Precalculus (6th Edition) Blitzer

The limit $\underset{x\to 2}{\mathop{\lim }}\,{{\left( 3{{x}^{2}}-10 \right)}^{3}}$ is 8. And the corresponding limit property is $\underset{x\to a}{\mathop{\lim }}\,{{\left[ f\left( x \right) \right]}^{n}}={{\left[ \underset{x\to a}{\mathop{\lim }}\,f\left( x \right) \right]}^{n}}={{L}^{n}}$, where $\underset{x\to a}{\mathop{\lim }}\,f\left( x \right)=L$ and $n$ is any integer.
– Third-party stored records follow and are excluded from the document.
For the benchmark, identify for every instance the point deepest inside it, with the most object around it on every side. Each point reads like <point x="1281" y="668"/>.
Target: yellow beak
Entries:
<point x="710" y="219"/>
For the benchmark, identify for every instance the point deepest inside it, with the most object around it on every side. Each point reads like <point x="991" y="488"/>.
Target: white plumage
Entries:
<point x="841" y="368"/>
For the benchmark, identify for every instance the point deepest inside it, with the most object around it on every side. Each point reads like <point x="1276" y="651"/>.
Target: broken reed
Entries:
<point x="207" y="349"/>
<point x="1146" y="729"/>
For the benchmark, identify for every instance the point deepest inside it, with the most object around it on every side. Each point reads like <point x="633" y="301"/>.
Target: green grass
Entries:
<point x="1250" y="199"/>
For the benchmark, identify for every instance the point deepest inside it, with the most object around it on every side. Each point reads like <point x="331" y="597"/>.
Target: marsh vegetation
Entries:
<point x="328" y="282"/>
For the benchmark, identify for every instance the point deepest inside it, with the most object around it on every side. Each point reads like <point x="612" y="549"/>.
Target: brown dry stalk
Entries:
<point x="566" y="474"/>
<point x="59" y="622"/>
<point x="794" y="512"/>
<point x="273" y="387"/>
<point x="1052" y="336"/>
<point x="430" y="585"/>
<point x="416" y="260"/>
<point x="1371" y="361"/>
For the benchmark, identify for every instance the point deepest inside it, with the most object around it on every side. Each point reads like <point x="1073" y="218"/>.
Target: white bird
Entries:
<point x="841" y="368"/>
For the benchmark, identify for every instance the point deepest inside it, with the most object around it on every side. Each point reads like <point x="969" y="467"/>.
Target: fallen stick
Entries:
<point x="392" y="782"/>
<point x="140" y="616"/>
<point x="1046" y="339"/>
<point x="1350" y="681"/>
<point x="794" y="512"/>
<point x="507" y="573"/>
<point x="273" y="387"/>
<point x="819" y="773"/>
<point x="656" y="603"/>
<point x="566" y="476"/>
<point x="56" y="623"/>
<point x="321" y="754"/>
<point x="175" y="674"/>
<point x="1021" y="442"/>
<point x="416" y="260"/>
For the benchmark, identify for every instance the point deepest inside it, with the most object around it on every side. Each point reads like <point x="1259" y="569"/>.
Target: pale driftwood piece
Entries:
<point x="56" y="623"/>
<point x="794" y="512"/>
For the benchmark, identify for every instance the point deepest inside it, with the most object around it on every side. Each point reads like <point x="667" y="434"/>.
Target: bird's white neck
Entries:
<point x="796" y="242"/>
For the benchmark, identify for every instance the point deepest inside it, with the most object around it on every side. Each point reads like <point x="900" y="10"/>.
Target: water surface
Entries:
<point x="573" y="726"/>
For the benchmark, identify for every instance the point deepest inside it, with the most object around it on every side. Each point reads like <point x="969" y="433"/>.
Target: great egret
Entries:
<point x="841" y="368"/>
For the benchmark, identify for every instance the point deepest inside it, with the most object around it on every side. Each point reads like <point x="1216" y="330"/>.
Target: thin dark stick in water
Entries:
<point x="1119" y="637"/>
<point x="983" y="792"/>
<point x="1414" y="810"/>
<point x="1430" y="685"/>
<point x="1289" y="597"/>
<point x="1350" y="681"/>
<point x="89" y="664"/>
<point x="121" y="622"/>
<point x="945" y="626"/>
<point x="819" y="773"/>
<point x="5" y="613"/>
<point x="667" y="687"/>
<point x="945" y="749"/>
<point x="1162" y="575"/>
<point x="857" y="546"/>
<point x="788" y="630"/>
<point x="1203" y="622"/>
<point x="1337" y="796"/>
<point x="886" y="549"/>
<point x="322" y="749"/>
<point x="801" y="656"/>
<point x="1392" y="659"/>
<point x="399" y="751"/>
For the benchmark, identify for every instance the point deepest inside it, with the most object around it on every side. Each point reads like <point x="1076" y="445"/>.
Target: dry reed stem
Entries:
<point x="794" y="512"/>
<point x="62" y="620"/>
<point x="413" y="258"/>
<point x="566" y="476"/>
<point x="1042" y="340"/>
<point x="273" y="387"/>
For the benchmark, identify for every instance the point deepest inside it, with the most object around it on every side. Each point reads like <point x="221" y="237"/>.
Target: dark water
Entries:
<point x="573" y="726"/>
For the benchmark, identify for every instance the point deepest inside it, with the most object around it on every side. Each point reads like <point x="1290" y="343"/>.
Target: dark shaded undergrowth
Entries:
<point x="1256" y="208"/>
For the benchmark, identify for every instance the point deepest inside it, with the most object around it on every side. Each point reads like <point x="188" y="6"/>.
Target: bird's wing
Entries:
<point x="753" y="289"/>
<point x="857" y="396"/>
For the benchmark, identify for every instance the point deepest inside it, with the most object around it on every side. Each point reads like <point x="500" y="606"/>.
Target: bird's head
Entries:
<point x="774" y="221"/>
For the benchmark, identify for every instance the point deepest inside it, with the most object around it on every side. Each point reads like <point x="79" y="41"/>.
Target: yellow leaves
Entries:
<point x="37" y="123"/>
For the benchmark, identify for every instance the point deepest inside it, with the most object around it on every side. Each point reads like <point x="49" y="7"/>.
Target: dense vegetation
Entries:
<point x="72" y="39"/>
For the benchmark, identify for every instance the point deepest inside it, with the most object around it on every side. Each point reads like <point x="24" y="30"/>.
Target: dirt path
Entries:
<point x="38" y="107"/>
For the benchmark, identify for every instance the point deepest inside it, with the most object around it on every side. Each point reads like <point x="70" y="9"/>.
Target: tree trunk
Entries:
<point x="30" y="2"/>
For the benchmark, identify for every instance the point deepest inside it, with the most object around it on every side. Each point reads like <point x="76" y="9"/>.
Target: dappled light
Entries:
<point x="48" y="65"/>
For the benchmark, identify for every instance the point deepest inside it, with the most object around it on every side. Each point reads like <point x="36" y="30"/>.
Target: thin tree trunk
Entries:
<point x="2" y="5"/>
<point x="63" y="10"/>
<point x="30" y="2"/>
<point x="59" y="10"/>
Consider the given limit, $\underset{x\to 2}{\mathop{\lim }}\,{{\left( 3{{x}^{2}}-10 \right)}^{3}}$. First, find $\underset{x\to 2}{\mathop{\lim }}\,\left( 3{{x}^{2}}-10 \right)$. \begin{align} & \underset{x\to 2}{\mathop{\lim }}\,\left( 3{{x}^{2}}-10 \right)=\left( 3\times {{2}^{2}} \right)-10 \\ & =3\times 4-10 \\ & =12-10 \\ & =2 \end{align} The limit that is required is calculated by taking this limit, 2, and raising it to the third power. Thus, $\underset{x\to 2}{\mathop{\lim }}\,{{\left( 3{{x}^{2}}-10 \right)}^{3}}={{\left[ \underset{x\to 2}{\mathop{\lim }}\,\left( 3{{x}^{2}}-10 \right) \right]}^{3}}={{2}^{3}}=8$. In limit notation, the corresponding limit property is If $\underset{x\to a}{\mathop{\lim }}\,f\left( x \right)=L$ and $n$ is any integer, then $\underset{x\to a}{\mathop{\lim }}\,{{\left[ f\left( x \right) \right]}^{n}}={{\left[ \underset{x\to a}{\mathop{\lim }}\,f\left( x \right) \right]}^{n}}={{L}^{n}}$ In words, the limit of a function to a power is found by taking the limit of the function and then raising this limit to the power.